Nach Ansicht der Sozialdemokraten in der Bad Segeberger Stadtvertretung „ist eine solche Doppelfunktion schwer vorstellbar und läge wohl auch nicht im Interesse der Unternehmergemeinschaft“. Die SPD beruft sich dabei auf die Satzung des Vereins. „Es mutet schon etwas befremdlich an, dass die Vorsitzende ankündigt, den Verein weiterhin führen zu wollen, wenn die Satzung des Vereins 'parteipolitische (…) Gesichtspunkte’ ausschließt“, führt Stadtvertreterin Traute Prang aus.
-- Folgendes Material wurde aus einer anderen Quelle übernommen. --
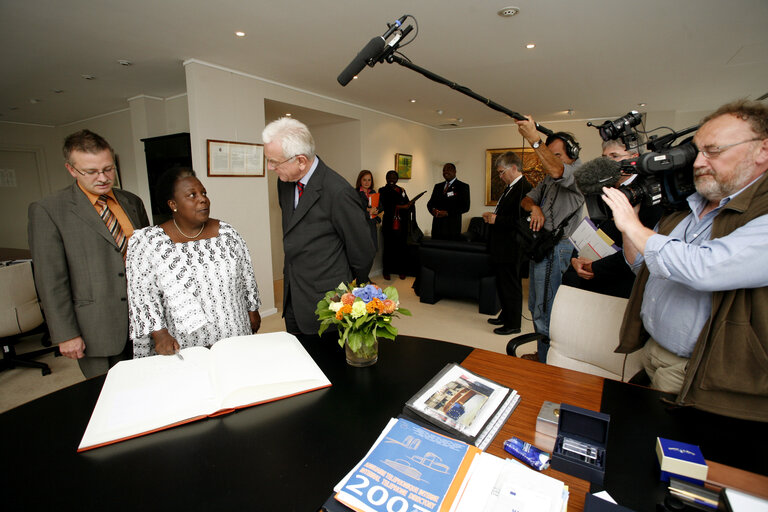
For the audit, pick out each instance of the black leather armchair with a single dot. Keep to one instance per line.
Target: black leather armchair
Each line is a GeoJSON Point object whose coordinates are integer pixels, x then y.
{"type": "Point", "coordinates": [459, 269]}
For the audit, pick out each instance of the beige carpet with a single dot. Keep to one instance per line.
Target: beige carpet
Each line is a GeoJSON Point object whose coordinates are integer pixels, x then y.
{"type": "Point", "coordinates": [456, 321]}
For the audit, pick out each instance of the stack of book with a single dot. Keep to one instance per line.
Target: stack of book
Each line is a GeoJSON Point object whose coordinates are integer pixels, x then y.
{"type": "Point", "coordinates": [432, 459]}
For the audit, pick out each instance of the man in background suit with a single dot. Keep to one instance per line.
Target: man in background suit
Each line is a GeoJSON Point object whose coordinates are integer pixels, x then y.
{"type": "Point", "coordinates": [326, 238]}
{"type": "Point", "coordinates": [505, 253]}
{"type": "Point", "coordinates": [449, 200]}
{"type": "Point", "coordinates": [79, 263]}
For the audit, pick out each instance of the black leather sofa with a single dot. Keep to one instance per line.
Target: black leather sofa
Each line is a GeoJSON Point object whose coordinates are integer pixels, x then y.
{"type": "Point", "coordinates": [459, 269]}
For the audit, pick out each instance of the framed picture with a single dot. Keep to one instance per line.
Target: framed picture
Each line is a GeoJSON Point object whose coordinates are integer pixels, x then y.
{"type": "Point", "coordinates": [235, 159]}
{"type": "Point", "coordinates": [494, 187]}
{"type": "Point", "coordinates": [403, 165]}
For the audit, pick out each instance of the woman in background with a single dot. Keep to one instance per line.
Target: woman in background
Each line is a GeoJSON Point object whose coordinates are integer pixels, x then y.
{"type": "Point", "coordinates": [364, 186]}
{"type": "Point", "coordinates": [393, 201]}
{"type": "Point", "coordinates": [190, 279]}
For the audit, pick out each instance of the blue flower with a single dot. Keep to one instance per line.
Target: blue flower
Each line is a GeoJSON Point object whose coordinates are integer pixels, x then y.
{"type": "Point", "coordinates": [369, 292]}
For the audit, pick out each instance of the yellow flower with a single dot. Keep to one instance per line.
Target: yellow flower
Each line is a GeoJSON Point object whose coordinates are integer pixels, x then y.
{"type": "Point", "coordinates": [358, 309]}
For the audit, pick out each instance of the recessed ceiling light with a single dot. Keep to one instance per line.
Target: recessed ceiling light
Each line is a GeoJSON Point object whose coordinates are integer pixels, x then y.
{"type": "Point", "coordinates": [508, 12]}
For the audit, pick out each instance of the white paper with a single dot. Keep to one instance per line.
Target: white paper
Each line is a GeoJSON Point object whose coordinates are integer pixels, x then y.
{"type": "Point", "coordinates": [146, 394]}
{"type": "Point", "coordinates": [592, 243]}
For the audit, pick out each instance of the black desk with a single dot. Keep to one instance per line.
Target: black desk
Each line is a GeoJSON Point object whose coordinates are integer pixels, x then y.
{"type": "Point", "coordinates": [639, 416]}
{"type": "Point", "coordinates": [278, 457]}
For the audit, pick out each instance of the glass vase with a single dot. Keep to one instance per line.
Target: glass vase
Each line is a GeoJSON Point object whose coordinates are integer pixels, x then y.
{"type": "Point", "coordinates": [365, 356]}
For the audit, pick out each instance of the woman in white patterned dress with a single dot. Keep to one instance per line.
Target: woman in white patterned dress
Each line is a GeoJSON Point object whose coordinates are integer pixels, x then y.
{"type": "Point", "coordinates": [190, 279]}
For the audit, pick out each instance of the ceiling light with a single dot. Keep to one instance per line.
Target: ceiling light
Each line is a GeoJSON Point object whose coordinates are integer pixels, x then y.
{"type": "Point", "coordinates": [508, 12]}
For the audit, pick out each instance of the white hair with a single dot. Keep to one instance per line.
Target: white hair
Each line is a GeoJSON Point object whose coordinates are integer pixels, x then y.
{"type": "Point", "coordinates": [293, 135]}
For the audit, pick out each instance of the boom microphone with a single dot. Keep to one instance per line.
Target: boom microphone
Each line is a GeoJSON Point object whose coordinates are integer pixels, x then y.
{"type": "Point", "coordinates": [596, 174]}
{"type": "Point", "coordinates": [371, 52]}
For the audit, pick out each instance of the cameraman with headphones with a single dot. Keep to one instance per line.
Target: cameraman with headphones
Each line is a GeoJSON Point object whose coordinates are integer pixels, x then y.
{"type": "Point", "coordinates": [554, 202]}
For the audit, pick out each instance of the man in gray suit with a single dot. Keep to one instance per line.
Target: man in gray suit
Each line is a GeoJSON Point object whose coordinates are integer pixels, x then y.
{"type": "Point", "coordinates": [326, 238]}
{"type": "Point", "coordinates": [77, 237]}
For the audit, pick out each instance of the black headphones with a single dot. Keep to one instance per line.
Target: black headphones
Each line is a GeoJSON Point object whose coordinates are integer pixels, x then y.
{"type": "Point", "coordinates": [572, 147]}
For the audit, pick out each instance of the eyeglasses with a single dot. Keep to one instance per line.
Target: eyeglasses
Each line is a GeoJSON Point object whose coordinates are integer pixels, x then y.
{"type": "Point", "coordinates": [105, 171]}
{"type": "Point", "coordinates": [712, 152]}
{"type": "Point", "coordinates": [271, 164]}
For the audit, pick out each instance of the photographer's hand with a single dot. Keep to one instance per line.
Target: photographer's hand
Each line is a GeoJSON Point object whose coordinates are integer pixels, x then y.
{"type": "Point", "coordinates": [625, 216]}
{"type": "Point", "coordinates": [583, 267]}
{"type": "Point", "coordinates": [537, 218]}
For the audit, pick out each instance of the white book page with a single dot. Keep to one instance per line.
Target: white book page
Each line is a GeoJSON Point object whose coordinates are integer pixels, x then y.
{"type": "Point", "coordinates": [137, 396]}
{"type": "Point", "coordinates": [260, 367]}
{"type": "Point", "coordinates": [498, 485]}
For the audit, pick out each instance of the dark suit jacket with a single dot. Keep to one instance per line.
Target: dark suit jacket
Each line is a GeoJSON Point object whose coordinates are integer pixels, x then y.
{"type": "Point", "coordinates": [503, 240]}
{"type": "Point", "coordinates": [79, 271]}
{"type": "Point", "coordinates": [455, 201]}
{"type": "Point", "coordinates": [326, 240]}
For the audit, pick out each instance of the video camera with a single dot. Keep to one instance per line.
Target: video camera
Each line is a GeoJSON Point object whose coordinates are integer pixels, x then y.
{"type": "Point", "coordinates": [665, 172]}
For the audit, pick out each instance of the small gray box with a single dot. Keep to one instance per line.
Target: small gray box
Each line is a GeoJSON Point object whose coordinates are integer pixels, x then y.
{"type": "Point", "coordinates": [546, 423]}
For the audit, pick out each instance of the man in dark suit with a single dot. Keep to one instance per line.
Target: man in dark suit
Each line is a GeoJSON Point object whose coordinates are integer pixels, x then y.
{"type": "Point", "coordinates": [449, 200]}
{"type": "Point", "coordinates": [78, 238]}
{"type": "Point", "coordinates": [326, 238]}
{"type": "Point", "coordinates": [505, 254]}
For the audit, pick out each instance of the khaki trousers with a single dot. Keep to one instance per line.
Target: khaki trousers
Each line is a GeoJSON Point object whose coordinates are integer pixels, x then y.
{"type": "Point", "coordinates": [666, 370]}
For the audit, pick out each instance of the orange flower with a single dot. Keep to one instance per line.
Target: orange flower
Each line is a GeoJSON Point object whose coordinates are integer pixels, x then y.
{"type": "Point", "coordinates": [375, 306]}
{"type": "Point", "coordinates": [389, 306]}
{"type": "Point", "coordinates": [346, 308]}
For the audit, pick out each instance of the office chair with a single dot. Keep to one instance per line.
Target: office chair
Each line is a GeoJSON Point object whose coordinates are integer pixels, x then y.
{"type": "Point", "coordinates": [584, 331]}
{"type": "Point", "coordinates": [20, 316]}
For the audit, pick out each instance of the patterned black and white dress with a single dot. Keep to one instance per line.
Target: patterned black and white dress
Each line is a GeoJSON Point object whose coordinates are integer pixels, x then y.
{"type": "Point", "coordinates": [201, 290]}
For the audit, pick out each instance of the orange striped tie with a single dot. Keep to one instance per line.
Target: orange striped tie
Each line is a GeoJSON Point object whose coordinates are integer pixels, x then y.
{"type": "Point", "coordinates": [112, 225]}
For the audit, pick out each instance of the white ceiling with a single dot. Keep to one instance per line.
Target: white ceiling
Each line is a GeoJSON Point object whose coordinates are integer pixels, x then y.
{"type": "Point", "coordinates": [598, 57]}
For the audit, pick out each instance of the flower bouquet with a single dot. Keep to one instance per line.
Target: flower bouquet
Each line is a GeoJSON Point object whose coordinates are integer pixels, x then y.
{"type": "Point", "coordinates": [362, 314]}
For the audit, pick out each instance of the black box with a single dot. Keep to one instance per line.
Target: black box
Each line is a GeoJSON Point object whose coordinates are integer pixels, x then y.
{"type": "Point", "coordinates": [585, 434]}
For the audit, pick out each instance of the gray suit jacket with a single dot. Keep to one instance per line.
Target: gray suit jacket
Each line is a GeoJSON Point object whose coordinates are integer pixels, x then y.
{"type": "Point", "coordinates": [79, 271]}
{"type": "Point", "coordinates": [326, 241]}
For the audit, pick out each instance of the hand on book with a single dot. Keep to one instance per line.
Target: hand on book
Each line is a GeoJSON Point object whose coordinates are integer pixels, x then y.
{"type": "Point", "coordinates": [165, 344]}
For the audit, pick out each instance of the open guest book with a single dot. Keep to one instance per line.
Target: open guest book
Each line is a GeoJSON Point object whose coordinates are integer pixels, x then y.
{"type": "Point", "coordinates": [145, 395]}
{"type": "Point", "coordinates": [463, 405]}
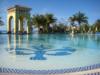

Die SPD-Fraktion betont, dass sie die Zusammenarbeit mit "Wir für Segeberg" sehr schätzt. „Wir sehen die Gefahr, dass durch die Doppelfunktion der Kandidatin die bisher so gute überparteiliche Zusammenarbeit gefährdet werden könnte.“ Die stellvertretende Fraktionsvorsitzende Kirsten Tödt fügt an: „Wir wünschen uns, dass 'Wir für Segeberg' und die designierte Kandidatin zeitnah die richtigen Schlüsse ziehen.“

Marlis Stagat will Funktion bis zur Wahl behalten

Marlis Stagat ist parteilos, wurde aber von der örtlichen CDU als Kandidatin für die noch nicht terminierte Bürgermeisterwahl ausgesucht. Formal muss aber noch der Ortsverband über die Personalie entscheiden. Die Klein Gladebrüggerin will vorerst sowohl ihre Agentur als Bezirkskommissarin der Provinzial-Versicherung weiterführen als auch den Vorsitz bei "Wir für Segeberg" behalten. Erst nach erfolgreicher Wahl möchte sie sich von ihren bisherigen Aufgaben trennen.